A partnership between the U.S. Department of Defense and members of corporate oil is looking to make Mattel’s ‘Transformers’ a reality.


According to Live Science, DOD contractor Houston Mechatronics is a company founded by a former NASA robot engineer who is looking to design the first ever transforming submersible robot that will have both civilian and military applications.


On May 1, Houston Mechatronics announced that it had completed the hardest part of what will be called ‘Aquanaut’, a unmanned underwater vehicle (UUV) and remotely operated vehicle (ROV) weighing just over 2,000 lbs.

The arms for Aquanaut will be the bread and butter for the transformer and for whoever is tasking the robot with missions.

Live Science notes that each arm, which are the only parts completed, is a significant chunk of the Aquanaut’s length — 9 feet 6 inches (2.9 meters) in AUV mode, and 11 feet 6 inches (3.5 meters) in ROV mode — and highly articulated for a number of tasks requiring dexterity.”


The transformation process was adopted because as Aquanaut moves through the watery depths, it can conserve energy better if it takes on a sleek design with less drag, allowing it to travel further.

“When Aquanaut moves through the water, we want as little drag as possible to extend the maximum range of what the vehicle can do on battery power,” Houston Mechatronics spokesperson Sean Halpin said. “By enclosing the limbs, we’re able to operate the vehicle over great distances, up to 200 kilometers [124 miles].

Once it arrives at its destination, the sub-like form transforms into a two-armed robot and begins carrying out its assignment.


Once the physical concept was complete, the team next worked on the intellectual aspect of Aquanaut.
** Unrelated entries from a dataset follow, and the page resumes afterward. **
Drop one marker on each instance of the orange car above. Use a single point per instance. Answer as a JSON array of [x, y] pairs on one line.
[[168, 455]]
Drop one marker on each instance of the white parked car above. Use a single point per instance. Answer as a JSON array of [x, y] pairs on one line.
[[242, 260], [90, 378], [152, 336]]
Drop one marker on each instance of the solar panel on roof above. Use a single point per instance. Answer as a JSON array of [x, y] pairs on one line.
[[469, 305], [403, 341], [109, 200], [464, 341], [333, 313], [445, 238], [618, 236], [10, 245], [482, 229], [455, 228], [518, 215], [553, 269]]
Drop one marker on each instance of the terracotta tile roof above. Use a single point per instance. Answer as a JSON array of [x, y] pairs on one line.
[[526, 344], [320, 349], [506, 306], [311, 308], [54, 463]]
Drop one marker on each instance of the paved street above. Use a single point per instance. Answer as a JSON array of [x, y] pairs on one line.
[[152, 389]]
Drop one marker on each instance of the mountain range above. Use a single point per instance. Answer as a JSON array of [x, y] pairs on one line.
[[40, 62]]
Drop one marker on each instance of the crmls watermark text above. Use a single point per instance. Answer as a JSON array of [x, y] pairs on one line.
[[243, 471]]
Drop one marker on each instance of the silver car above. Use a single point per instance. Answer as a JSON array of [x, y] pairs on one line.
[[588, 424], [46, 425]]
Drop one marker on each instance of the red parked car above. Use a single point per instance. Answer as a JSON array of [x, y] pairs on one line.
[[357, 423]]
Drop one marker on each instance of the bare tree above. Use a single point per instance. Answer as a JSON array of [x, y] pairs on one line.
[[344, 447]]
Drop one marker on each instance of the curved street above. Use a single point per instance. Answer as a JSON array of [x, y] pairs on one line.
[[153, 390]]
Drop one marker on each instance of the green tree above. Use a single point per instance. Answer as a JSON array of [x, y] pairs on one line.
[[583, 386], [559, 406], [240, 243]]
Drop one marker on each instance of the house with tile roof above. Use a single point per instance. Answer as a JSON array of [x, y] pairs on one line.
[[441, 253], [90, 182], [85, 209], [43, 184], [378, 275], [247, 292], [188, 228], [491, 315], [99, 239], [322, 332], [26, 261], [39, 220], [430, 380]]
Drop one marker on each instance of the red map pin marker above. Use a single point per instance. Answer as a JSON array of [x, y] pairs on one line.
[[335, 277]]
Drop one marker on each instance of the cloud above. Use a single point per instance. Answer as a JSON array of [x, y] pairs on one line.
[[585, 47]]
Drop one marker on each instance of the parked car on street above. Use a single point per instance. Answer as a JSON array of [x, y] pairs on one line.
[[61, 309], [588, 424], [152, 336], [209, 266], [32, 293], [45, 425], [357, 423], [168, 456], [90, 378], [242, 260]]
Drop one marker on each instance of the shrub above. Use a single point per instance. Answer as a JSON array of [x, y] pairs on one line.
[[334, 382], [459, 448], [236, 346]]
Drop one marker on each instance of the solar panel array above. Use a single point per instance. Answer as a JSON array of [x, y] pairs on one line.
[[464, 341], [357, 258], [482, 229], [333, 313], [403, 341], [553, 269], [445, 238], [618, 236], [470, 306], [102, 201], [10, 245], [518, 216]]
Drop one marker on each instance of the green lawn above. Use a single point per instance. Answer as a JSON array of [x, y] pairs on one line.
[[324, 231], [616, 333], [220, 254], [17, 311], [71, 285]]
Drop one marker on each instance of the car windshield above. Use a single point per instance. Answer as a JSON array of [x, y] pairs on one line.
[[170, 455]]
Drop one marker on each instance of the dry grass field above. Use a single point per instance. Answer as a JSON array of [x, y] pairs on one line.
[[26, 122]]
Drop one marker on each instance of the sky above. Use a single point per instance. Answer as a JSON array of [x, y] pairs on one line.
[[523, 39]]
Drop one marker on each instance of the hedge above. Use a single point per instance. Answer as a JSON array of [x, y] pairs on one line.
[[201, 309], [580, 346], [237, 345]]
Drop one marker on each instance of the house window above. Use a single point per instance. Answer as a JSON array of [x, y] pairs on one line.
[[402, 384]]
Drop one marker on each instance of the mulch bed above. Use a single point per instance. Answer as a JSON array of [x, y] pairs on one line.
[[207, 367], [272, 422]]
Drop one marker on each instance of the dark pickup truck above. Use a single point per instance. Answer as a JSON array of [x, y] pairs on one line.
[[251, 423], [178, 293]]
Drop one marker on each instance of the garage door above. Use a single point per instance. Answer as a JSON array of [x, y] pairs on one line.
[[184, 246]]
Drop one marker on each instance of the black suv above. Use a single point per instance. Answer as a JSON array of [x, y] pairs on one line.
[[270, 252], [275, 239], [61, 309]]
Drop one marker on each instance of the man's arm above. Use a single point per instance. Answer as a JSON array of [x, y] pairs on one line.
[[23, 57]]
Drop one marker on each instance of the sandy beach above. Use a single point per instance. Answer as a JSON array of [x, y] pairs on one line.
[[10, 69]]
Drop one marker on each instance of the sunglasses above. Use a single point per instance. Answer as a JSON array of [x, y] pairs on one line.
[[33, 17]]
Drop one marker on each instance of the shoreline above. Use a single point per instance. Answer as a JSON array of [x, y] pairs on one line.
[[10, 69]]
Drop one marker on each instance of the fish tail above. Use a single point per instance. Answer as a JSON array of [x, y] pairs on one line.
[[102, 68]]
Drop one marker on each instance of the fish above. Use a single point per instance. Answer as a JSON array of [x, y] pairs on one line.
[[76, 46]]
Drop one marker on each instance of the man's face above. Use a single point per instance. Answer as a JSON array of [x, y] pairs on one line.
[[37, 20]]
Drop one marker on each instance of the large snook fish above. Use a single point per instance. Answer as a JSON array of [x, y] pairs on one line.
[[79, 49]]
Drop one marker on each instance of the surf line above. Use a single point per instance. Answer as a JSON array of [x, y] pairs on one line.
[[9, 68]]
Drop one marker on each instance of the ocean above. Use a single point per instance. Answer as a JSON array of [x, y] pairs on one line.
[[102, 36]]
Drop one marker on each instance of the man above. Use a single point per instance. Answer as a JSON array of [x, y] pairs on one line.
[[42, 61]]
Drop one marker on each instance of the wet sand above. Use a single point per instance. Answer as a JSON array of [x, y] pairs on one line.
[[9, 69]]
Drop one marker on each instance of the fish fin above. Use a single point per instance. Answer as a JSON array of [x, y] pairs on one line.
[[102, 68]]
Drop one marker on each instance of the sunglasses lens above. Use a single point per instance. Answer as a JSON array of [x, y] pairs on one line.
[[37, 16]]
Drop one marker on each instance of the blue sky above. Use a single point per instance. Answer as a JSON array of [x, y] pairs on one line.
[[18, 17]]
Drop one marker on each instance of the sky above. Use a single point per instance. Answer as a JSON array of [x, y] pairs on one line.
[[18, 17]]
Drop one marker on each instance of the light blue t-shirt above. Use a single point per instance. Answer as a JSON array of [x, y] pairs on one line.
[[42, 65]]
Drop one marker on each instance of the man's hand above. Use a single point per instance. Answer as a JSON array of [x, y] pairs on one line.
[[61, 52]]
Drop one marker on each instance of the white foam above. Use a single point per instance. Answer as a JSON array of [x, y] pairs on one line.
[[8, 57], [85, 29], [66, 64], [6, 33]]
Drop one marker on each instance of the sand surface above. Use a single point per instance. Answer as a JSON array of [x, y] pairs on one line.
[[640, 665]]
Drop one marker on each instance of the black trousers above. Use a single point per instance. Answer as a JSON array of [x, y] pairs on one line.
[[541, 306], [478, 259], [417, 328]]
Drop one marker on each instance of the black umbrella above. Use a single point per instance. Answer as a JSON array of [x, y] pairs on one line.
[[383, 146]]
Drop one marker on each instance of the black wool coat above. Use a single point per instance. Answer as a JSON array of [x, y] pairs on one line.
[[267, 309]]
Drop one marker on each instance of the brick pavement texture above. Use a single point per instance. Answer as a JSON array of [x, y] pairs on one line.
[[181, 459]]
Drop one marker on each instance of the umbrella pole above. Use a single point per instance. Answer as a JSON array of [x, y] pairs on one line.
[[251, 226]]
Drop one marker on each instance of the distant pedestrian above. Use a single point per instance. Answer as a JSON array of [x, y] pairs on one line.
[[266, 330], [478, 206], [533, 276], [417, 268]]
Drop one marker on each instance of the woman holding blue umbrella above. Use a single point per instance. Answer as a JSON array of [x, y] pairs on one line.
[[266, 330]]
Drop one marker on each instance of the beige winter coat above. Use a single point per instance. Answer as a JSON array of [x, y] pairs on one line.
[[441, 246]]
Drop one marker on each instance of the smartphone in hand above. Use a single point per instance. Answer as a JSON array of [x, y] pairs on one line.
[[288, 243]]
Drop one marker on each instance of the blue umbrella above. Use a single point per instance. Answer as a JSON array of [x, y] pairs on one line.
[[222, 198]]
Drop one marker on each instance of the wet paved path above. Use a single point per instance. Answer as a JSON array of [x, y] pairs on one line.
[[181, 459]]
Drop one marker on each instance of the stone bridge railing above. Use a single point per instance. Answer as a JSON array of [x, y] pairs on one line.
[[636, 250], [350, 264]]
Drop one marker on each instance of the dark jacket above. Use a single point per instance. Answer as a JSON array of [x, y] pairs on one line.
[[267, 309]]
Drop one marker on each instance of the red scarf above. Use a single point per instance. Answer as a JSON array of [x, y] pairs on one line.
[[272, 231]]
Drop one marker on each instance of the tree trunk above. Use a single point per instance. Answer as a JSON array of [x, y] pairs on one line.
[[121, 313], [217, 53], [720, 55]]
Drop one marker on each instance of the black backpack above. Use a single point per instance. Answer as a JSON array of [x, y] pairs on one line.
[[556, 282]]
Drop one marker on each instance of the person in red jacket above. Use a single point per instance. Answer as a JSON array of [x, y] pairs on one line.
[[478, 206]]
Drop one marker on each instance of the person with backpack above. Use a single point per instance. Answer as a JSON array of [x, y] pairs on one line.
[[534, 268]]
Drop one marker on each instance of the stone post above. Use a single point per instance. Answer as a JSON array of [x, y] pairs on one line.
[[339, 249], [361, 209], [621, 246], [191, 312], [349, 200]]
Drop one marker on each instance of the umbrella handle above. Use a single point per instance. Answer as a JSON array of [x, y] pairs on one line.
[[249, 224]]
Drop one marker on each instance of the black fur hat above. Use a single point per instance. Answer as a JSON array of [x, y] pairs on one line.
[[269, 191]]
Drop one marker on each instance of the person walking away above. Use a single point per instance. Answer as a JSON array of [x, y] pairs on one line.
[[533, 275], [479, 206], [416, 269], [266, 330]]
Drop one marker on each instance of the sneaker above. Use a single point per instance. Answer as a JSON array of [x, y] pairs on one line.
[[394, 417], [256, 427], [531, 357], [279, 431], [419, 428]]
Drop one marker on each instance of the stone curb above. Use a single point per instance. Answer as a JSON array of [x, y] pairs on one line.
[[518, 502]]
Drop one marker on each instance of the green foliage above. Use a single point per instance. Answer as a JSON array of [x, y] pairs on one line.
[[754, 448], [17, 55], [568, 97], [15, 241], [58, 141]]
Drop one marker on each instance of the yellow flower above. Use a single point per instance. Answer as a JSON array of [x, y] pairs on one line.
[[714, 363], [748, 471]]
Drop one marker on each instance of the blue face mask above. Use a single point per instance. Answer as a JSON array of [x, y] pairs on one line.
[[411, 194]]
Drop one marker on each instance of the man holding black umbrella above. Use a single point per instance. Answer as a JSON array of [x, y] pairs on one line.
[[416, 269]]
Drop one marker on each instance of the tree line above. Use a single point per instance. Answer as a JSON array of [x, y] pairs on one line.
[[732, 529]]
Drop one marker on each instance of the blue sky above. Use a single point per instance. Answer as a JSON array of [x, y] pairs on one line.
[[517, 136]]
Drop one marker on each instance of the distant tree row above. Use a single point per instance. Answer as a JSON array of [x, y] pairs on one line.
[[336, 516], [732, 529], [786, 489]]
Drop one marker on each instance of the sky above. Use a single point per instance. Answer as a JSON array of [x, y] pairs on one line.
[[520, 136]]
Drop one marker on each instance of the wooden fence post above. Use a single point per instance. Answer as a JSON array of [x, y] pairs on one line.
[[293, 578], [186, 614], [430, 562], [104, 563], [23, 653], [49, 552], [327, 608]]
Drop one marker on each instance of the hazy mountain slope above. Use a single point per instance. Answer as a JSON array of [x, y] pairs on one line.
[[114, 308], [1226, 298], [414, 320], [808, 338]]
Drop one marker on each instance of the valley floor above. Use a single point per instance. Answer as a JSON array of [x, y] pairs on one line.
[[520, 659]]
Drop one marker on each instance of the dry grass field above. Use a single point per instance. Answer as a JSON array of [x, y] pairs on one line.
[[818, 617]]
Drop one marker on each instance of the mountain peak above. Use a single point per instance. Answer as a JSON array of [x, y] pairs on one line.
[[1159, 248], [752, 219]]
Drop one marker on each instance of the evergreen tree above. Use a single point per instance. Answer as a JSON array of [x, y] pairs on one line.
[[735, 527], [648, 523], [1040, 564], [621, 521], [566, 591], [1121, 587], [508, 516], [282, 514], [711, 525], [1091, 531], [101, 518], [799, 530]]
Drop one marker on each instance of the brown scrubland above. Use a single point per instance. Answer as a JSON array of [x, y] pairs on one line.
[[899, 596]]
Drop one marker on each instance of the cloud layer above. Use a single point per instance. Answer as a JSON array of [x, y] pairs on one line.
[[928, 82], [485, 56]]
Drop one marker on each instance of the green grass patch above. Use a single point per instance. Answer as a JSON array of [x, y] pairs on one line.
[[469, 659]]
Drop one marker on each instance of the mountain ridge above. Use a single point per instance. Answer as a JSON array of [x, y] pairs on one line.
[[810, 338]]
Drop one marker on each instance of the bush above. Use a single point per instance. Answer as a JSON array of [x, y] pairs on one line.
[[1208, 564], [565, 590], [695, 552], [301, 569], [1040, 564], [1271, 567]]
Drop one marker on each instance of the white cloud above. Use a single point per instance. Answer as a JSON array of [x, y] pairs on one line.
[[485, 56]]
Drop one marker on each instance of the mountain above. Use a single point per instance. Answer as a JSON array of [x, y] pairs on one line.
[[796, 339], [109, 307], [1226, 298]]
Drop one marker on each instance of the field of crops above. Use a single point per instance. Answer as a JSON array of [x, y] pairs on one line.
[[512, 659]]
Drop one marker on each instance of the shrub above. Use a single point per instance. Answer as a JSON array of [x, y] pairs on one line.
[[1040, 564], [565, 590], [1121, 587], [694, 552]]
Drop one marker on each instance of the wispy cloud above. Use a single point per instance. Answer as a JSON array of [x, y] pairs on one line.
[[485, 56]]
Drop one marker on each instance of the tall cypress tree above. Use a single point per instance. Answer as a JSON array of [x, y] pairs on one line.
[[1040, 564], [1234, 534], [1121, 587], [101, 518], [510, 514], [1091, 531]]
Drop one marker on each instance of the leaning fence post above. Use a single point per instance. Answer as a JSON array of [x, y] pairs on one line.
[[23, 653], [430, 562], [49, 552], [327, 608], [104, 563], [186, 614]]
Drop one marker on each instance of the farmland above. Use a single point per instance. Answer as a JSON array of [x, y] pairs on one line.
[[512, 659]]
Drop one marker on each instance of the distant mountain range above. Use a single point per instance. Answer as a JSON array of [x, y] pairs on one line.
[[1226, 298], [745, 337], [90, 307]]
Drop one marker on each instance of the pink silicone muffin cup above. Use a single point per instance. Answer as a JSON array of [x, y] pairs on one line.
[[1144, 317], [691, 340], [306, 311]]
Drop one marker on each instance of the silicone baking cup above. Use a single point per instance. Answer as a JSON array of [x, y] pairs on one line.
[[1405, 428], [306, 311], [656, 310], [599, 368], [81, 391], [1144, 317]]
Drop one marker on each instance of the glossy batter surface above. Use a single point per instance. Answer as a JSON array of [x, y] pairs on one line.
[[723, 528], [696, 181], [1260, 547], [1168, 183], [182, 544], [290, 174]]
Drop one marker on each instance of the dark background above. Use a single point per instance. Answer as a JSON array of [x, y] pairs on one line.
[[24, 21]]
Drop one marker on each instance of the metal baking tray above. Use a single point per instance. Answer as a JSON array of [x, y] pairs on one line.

By design, Aquanaut will operate far from its base, which requires that it not only heed the instructions of its operator, but also that it have enough learned situational awareness that it can adapt its orders to onsite circumstances.

Being at a distance from its home base also required that the designers create a transformer that can perform self-diagnosis and even fix itself in many situations.

If all goes well, Aquanaut’s first fully-assembled underwater tank test should take place in the next couple of months and be available for sale in 2019.